Pieces of me

Nicholson Baker has a new book out, a non-fiction piece about World War II entitled Human Smoke: The Beginnings of World War II, the End of Civilization, and I heard him speak about it and other topics on a recent New York Public Library podcast. He said something quite interesting during the talk, which I have since fallen in love with. When asked if a viewpoint in his latest book represents his own, Baker said that as a novelist, you “…take little pieces of yourself and grow them artificially.”

I couldn’t agree more.

When friends began reading the first drafts of SOMETHING MISSING, the question most often asked was if I had actually engaged in the kind of thievery that the book describes. Some of Elysha’s family members even took her aside and asked if I was a thief before meeting her.

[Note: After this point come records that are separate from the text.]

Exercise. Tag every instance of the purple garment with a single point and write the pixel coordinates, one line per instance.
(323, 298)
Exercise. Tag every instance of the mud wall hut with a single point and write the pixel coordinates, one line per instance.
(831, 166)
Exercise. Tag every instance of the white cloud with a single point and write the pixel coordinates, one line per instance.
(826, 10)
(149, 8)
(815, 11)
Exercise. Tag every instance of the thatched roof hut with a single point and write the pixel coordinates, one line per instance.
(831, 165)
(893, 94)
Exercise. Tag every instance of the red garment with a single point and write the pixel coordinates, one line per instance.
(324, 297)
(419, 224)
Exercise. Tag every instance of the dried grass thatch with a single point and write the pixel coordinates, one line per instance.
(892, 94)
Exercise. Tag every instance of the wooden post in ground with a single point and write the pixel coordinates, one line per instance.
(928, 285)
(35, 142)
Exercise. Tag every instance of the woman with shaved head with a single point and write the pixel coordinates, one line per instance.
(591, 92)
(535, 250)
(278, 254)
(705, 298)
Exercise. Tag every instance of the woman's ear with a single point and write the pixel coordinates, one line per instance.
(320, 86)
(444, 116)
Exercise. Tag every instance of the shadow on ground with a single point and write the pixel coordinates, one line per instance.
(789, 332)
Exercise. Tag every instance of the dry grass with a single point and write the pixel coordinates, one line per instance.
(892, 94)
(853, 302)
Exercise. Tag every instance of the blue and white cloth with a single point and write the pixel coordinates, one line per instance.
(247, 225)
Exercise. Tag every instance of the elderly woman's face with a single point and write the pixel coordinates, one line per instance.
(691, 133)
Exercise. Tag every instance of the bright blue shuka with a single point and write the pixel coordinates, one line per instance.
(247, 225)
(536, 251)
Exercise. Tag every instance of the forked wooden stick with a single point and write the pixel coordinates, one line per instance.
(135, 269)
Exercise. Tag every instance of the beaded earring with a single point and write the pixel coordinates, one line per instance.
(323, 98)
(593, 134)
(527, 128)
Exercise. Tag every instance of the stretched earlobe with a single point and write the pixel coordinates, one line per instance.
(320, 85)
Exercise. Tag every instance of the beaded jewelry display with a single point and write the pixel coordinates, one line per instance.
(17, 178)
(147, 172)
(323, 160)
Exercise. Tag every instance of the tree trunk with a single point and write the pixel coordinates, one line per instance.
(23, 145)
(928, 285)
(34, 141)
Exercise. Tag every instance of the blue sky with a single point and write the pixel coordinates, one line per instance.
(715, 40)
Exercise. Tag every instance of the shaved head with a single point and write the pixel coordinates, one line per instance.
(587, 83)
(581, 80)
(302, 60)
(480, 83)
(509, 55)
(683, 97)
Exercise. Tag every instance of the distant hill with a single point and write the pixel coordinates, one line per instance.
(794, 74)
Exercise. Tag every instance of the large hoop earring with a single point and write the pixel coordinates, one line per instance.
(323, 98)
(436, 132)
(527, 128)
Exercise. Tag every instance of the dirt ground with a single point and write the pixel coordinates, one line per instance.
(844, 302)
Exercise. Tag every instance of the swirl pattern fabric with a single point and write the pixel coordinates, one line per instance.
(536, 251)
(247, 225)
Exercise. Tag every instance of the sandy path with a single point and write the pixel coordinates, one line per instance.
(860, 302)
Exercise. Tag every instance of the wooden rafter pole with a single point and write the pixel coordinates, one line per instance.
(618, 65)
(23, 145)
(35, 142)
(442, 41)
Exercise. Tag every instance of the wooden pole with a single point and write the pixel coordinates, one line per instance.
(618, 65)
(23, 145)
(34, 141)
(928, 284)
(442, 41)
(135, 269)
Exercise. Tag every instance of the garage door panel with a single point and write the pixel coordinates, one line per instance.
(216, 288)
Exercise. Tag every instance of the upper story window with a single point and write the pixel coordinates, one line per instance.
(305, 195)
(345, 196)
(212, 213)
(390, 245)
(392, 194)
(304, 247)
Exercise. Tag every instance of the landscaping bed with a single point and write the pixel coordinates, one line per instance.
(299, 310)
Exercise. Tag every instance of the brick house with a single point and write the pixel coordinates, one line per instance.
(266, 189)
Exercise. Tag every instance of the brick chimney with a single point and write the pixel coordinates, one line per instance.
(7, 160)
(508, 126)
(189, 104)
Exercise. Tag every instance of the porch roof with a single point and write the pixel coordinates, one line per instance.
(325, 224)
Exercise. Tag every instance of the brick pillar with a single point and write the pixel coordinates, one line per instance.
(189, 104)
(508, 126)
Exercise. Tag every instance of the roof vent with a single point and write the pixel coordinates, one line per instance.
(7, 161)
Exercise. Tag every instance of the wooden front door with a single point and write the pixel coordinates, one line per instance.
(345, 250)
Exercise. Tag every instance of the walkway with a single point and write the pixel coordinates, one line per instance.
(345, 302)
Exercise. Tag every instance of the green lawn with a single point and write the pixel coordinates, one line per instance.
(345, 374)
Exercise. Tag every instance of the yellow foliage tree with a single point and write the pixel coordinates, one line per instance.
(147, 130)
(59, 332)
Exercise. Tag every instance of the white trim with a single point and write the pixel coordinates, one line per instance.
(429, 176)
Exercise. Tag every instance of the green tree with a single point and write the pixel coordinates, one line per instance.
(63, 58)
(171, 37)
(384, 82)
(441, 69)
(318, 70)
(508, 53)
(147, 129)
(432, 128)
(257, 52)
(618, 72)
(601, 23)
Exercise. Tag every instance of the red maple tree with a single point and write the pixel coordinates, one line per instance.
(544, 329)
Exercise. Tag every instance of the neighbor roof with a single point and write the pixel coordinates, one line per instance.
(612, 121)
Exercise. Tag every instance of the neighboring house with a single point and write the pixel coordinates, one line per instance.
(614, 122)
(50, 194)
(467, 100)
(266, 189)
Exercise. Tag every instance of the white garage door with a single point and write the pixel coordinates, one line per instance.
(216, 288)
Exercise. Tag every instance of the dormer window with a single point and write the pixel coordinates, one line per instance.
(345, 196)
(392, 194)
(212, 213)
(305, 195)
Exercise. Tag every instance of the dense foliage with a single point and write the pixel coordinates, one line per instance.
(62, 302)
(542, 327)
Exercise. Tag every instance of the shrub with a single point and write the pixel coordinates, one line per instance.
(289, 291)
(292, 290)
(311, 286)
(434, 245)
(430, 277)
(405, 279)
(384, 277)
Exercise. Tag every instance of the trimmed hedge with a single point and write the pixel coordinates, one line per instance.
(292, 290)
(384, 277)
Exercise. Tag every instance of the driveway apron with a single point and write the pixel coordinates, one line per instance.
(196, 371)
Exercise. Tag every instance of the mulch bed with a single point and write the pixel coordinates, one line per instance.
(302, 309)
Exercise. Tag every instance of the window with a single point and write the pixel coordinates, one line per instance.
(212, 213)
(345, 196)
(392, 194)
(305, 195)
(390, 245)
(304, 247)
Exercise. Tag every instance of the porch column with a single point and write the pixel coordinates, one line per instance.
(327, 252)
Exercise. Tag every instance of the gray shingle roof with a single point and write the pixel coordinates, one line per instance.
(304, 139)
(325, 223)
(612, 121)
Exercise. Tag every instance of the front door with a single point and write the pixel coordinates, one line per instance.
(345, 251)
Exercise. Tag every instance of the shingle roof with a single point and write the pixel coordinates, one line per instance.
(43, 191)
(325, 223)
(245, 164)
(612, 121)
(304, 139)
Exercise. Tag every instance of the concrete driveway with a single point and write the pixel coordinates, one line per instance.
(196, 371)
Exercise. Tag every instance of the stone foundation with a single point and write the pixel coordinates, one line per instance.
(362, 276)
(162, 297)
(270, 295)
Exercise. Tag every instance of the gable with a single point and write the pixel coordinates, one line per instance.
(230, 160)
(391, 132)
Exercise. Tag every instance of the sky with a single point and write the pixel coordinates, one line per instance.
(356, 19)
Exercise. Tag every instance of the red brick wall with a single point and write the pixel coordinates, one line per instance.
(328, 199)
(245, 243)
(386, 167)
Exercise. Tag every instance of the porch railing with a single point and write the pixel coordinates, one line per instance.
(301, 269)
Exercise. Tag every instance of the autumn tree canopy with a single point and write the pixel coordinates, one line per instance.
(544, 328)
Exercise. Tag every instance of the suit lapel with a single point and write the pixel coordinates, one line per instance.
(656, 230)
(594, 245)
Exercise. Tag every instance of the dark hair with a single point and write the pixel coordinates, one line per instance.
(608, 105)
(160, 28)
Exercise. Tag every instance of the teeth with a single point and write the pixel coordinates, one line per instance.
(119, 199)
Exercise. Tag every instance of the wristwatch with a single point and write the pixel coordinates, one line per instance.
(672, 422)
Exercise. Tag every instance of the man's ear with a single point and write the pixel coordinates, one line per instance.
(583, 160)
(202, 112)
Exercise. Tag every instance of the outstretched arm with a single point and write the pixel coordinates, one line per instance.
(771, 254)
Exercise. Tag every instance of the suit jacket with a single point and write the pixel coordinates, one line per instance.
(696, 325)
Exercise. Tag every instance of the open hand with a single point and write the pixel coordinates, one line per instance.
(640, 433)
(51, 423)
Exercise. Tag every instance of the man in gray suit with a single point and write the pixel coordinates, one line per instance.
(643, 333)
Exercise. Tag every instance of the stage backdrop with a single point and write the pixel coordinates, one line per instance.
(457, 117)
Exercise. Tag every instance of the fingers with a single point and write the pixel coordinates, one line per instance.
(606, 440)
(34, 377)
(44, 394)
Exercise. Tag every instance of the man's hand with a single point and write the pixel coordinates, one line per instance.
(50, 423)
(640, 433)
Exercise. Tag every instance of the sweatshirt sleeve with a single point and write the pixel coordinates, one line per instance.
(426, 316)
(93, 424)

While the answer is sadly no, there are certain parts of Martin’s character that come directly from me, though I did not realize it at the time. As I was writing the book, I was in therapy for post traumatic stress disorder, the result of an armed robbery from more than a decade before. The robbery had left me with constant, reoccurring nightmares and a host of other symptoms that I did not understand until I began speaking to a therapist.

My propensity to plan.

The ease to which I am startled.

My need to identify all exits in a building before feeling safe.

The ritual of analyzing alternatives to almost any situation.

My desire to sit facing the door of a restaurant whenever possible.

As the therapy and the book progressed, it became clear to me that Martin’s methodical, cautious, thoughtful nature was a piece of me, a part of myself that I was unconsciously expressing in words. My therapist brought this to my attention after hearing about Martin and his story in one of our session. When I finished outlining the book for him, he asked, “Where did you get the name Martin?”

“I don’t know. It just came to me.”

"You realize,” he said, “that you couldn’t have found a name closer to your own if you had tried.”

Ironically, I hadn’t.

Since then, I have come to find parts of myself in many of my characters, and this newfound awareness has helped me to empathize and embrace some of my less than savory characters. In my current manuscript, Milo, my protagonist, recently encountered a man named Louis, who is a bit of a hedonist. While Louis and I have little in common in terms of appearance, behavior or lifestyle, Louis’s hedonism comes from a belief that he and I both share in regards to the nature of individuality and normalcy as it relates to society. We share a common belief, but we choose to express that belief in divergent ways. In fact, a science fiction fan might think of Louis as a bizarre and misguided version of me from some alternate universe.

But the fact remains: Louis, Martin, Milo, and most of my characters are pieces of me, grown artificially, as Nicholson Baker so eloquently stated.